L’arrivo delle prime onde dello tsunami è avvenuto circa 10-15 minuti dopo la scossa, durante i quali il mare si è ritirato di circa 200 metri. Il secondo evento di rilievo che ha colpito l’Italia, quello di Stromboli, è stato causato indirettamente dall’attività vulcanica. L’eruzione in sé non ha prodotto un maremoto, ma ha causato un accumulo di materiale eruttivo sulla Sciara del Fuoco, il pendio che dal cratere dello Stromboli arriva al mare. 

È stata la caduta di due frane di questo materiale, una subacquea e una sopra il livello del mare, a causare due tsunami distinti, a distanza di circa 7-8 minuti l’uno dall’altro. Nel caso dell’evento di Stromboli, le coste dell’isola sono state le più colpite, in particolare a Piscità, dove l’altezza del run-up è stata di 10,7 metri e a Scari, dove si è verificata l’inondazione più profonda dell’entroterra, pari a 146 metri dalla costa. Tuttavia, gli effetti dell’evento si sono estesi anche ad altre isole Eolie entro 20 minuti dall’inizio dello tsunami, e hanno raggiunto il porto di Milazzo in Sicilia e le coste della Campania. 

Dal monitoraggio all’allerta tsunami

Secondo la dottoressa Maramai, in considerazione della possibilità di eventi tsunami sulle coste italiane, è essenziale monitorare e diffondere eventuali allerte. Lo screening dei maremoti si basa sui dati ottenuti dai controlli dei terremoti, e in modo probabile, si stabilisce se un terremoto specifico potrebbe causare uno tsunami. In altre parole, non è possibile prevedere con certezza se un terremoto causerà uno tsunami, ma sulla base delle sue caratteristiche come la posizione, la magnitudo, la profondità, ecc., è possibile determinare la probabilità che generi un maremoto. 

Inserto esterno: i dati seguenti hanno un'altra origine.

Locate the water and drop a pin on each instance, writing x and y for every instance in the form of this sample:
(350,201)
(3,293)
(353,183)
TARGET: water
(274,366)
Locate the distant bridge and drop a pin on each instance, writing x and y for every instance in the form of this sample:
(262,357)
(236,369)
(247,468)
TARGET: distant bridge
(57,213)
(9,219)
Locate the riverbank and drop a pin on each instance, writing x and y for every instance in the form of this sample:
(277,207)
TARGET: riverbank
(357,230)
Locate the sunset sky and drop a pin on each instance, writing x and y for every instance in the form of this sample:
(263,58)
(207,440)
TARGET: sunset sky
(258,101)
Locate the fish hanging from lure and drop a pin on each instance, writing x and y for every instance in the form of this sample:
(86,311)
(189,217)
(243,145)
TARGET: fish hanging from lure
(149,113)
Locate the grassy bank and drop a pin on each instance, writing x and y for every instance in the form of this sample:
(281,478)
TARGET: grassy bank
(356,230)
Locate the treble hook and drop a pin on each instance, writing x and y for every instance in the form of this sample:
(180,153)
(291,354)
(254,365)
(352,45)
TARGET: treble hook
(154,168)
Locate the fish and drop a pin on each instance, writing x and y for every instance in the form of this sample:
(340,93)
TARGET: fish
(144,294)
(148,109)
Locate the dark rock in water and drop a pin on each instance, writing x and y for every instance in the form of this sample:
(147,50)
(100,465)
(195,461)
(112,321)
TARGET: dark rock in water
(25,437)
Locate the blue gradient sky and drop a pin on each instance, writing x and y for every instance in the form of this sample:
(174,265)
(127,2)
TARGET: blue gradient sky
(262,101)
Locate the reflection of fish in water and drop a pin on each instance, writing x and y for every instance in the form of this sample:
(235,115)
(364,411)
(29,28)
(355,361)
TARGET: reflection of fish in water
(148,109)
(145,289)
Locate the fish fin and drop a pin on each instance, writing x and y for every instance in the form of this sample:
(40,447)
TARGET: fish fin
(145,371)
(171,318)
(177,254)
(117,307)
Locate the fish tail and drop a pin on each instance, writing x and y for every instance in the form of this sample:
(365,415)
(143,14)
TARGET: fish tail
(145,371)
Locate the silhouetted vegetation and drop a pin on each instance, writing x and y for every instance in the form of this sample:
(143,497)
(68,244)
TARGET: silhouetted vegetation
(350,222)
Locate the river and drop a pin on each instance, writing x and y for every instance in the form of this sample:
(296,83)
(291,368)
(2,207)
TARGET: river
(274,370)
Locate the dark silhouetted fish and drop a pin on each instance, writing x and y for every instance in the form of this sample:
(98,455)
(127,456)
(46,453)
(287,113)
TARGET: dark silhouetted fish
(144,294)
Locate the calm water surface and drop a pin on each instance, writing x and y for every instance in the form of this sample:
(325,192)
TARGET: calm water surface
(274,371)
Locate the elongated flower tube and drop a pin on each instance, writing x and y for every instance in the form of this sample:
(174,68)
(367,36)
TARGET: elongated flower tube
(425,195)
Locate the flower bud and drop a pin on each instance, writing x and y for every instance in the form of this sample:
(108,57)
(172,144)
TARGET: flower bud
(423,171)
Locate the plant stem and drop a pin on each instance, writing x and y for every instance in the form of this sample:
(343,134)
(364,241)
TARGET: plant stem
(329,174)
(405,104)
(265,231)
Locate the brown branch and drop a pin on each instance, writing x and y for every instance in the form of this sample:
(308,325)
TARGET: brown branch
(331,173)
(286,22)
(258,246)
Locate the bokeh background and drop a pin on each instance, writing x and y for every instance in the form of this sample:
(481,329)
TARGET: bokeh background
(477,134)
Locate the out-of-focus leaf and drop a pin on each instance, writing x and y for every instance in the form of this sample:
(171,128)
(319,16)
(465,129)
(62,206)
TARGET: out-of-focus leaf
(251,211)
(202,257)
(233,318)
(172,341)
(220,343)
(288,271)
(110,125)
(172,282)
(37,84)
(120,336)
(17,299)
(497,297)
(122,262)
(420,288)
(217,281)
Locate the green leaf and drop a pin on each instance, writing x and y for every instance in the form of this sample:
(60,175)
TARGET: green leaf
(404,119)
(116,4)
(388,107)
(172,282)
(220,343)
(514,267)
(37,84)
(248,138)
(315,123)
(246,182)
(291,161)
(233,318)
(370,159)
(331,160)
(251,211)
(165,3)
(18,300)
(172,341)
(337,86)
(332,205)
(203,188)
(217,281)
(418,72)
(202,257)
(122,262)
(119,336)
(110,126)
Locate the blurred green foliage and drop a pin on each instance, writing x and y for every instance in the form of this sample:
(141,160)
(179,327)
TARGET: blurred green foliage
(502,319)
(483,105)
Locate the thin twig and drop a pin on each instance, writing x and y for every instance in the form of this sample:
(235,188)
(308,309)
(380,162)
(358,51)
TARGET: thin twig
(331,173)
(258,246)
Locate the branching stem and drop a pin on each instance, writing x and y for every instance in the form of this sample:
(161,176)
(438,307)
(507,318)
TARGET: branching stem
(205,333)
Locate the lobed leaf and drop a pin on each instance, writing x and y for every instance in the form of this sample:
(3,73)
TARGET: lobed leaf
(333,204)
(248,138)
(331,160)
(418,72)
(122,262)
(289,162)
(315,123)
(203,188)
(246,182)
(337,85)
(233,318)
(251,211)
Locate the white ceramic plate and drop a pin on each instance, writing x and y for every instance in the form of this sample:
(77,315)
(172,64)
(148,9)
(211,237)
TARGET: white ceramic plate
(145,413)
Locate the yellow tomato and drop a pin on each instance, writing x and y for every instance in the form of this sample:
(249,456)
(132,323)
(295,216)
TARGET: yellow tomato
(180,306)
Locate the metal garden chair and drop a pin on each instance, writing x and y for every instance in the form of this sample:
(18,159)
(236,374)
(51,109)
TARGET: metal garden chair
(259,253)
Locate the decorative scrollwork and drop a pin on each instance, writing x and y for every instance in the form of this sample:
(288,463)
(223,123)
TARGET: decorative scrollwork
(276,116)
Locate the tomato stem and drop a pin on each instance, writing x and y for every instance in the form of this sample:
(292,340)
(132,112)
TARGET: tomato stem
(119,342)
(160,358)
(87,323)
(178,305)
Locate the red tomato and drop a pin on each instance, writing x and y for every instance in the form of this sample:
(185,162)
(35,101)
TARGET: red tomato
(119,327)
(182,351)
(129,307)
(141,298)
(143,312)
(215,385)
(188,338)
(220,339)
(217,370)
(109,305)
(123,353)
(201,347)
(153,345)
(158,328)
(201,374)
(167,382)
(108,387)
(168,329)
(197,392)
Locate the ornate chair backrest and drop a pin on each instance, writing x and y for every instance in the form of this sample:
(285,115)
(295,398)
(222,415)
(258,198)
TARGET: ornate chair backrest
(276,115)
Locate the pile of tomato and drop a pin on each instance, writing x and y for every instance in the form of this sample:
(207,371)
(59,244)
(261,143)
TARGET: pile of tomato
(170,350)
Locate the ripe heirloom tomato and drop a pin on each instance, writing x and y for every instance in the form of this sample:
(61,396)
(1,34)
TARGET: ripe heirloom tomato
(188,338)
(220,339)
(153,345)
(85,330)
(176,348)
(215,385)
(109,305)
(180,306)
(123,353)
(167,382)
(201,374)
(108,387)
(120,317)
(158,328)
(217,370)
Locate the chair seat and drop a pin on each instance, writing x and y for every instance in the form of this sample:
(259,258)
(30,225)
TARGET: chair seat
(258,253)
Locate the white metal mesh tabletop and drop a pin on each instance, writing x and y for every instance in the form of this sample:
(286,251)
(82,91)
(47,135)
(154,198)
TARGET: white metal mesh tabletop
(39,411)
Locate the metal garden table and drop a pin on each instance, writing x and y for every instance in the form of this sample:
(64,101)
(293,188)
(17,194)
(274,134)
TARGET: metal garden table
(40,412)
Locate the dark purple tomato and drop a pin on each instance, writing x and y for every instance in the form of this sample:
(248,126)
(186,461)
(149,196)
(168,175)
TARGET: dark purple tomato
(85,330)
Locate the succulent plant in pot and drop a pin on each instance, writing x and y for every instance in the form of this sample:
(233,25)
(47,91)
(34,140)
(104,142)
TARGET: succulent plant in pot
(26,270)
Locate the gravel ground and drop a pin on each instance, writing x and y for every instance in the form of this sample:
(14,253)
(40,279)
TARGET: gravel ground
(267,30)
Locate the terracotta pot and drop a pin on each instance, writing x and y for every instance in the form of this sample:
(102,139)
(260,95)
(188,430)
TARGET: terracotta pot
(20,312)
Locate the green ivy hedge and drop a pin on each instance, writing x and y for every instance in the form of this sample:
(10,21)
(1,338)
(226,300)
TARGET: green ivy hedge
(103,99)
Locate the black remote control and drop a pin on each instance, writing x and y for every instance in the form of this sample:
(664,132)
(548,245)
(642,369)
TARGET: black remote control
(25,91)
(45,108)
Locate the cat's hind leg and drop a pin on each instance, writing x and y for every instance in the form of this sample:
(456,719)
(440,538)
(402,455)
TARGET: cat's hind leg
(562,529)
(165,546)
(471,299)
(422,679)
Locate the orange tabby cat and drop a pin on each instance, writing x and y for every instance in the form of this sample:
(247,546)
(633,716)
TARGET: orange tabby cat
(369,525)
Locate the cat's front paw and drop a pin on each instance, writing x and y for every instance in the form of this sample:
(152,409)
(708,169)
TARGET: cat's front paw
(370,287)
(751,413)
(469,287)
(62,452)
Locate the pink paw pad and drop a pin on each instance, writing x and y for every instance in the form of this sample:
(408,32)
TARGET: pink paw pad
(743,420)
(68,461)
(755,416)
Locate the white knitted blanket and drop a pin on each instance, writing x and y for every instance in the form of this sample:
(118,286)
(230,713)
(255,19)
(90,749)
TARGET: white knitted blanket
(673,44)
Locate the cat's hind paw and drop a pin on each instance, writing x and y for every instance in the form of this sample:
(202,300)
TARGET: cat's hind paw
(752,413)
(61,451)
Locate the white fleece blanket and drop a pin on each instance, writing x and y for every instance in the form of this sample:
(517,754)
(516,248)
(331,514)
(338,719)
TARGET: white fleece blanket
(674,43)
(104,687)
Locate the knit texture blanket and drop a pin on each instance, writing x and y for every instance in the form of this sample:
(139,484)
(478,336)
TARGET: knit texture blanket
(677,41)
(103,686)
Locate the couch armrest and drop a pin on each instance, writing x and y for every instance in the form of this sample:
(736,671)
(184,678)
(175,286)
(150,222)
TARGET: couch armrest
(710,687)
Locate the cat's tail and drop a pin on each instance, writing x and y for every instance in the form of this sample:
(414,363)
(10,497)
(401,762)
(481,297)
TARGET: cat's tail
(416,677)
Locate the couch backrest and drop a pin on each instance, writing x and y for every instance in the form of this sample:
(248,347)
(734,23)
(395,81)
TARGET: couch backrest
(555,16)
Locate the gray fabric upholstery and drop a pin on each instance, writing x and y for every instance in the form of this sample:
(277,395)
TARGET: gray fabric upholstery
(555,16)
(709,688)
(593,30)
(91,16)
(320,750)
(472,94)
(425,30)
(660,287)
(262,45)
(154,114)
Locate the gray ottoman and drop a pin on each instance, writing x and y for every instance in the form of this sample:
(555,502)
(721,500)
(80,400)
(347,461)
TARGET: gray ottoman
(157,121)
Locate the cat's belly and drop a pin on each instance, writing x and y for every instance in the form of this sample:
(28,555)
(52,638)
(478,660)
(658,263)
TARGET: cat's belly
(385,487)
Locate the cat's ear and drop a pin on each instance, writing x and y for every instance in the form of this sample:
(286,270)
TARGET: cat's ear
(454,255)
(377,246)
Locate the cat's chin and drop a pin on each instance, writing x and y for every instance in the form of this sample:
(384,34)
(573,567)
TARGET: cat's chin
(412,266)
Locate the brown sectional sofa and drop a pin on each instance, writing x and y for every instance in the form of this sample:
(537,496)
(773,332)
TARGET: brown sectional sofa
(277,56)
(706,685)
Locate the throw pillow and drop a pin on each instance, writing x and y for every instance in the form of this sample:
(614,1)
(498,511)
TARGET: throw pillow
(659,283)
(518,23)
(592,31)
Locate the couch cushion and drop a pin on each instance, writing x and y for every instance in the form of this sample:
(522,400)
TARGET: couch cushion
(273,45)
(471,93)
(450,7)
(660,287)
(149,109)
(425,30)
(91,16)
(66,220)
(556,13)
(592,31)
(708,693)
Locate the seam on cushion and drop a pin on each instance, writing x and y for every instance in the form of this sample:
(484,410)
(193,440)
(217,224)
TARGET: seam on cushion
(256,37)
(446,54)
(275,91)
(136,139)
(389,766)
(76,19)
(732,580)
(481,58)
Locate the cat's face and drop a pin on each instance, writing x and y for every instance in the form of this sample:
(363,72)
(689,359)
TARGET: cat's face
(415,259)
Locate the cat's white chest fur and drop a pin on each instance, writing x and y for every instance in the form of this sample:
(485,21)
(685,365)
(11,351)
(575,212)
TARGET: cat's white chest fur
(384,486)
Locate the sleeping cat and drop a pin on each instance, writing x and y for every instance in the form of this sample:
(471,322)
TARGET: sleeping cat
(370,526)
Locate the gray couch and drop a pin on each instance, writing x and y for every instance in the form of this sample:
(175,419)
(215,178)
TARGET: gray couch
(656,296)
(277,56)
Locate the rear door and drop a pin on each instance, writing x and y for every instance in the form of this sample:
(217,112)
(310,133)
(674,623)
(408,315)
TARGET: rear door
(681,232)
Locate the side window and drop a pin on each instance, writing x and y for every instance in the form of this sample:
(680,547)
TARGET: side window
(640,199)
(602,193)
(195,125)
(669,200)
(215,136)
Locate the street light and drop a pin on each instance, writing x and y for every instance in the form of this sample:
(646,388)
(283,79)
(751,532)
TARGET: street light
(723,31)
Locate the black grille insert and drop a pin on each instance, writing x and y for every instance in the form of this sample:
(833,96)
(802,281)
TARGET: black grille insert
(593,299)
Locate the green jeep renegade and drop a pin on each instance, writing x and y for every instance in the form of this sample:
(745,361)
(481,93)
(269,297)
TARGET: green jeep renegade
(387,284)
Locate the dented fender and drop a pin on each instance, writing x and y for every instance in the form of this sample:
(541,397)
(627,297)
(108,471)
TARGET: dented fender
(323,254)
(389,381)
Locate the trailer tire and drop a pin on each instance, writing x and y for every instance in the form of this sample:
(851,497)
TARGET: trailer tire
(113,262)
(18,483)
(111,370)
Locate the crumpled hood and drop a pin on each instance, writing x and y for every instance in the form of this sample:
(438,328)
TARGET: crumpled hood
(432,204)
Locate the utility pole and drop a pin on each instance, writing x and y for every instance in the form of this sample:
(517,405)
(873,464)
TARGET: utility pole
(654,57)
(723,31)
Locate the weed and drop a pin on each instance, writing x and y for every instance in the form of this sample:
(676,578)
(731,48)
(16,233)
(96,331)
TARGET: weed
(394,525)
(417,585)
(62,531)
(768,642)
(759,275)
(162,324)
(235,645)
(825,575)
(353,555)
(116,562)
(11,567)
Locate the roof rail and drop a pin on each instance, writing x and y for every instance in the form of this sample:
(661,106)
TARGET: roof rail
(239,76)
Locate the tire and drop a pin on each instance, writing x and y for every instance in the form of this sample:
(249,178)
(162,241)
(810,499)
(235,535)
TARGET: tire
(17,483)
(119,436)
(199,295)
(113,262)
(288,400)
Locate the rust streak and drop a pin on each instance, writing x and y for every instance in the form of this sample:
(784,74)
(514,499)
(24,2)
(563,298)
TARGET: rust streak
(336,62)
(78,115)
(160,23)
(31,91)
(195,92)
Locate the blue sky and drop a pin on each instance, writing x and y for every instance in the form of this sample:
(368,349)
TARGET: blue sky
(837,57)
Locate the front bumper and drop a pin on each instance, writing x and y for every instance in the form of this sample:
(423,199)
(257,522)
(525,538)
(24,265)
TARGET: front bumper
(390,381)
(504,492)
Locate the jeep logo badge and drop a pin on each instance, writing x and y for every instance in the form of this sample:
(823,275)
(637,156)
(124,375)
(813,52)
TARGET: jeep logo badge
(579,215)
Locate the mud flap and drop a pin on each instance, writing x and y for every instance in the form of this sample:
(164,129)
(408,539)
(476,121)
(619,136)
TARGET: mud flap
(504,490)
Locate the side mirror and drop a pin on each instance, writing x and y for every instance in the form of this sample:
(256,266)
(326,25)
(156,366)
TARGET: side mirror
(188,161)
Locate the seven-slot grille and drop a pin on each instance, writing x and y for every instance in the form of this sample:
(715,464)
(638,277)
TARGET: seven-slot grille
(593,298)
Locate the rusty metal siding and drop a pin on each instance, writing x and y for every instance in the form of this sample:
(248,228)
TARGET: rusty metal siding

Il Centro Allerta Tsunami (CAT) si basa sui dati della rete sismica italiana per monitorare la possibilità di maremoti e diffondere eventuali allerte. Il CAT utilizza protocolli internazionali avallati dalla comunità scientifica e invia allerte di tre tipi: 

  • Watch (allerta rossa) per le aree a rischio; 
  • Advisory (allerta arancione) per le coste che possono essere colpite da uno tsunami con effetti lievi;
  • Information (messaggio d’informazione) per le coste a maggiore distanza con minore probabilità di essere raggiunte dallo tsunami. 

 

Il CAT invia l’allerta alla Protezione Civile e agli istituti scientifici preposti al monitoraggio sismico. La dottoressa Maramai afferma che non esiste un sistema di allerta a livello locale e che i tempi per emettere un allarme sono generalmente molto brevi. Nell’esempio dello tsunami del 30 ottobre 2020, l’allerta è stata emessa solo dopo 8 minuti, ma per maremoti molto forti, questo breve periodo di tempo può essere fondamentale per allertare le persone sulla costa. È quindi importante essere in grado di riconoscere i segnali di un possibile tsunami, come il ritiro improvviso del mare, e cercare rifugio in zone più alte. Nonostante gli tsunami siano rari, è fondamentale essere preparati a questi eventi che possono colpire anche le coste del Mediterraneo.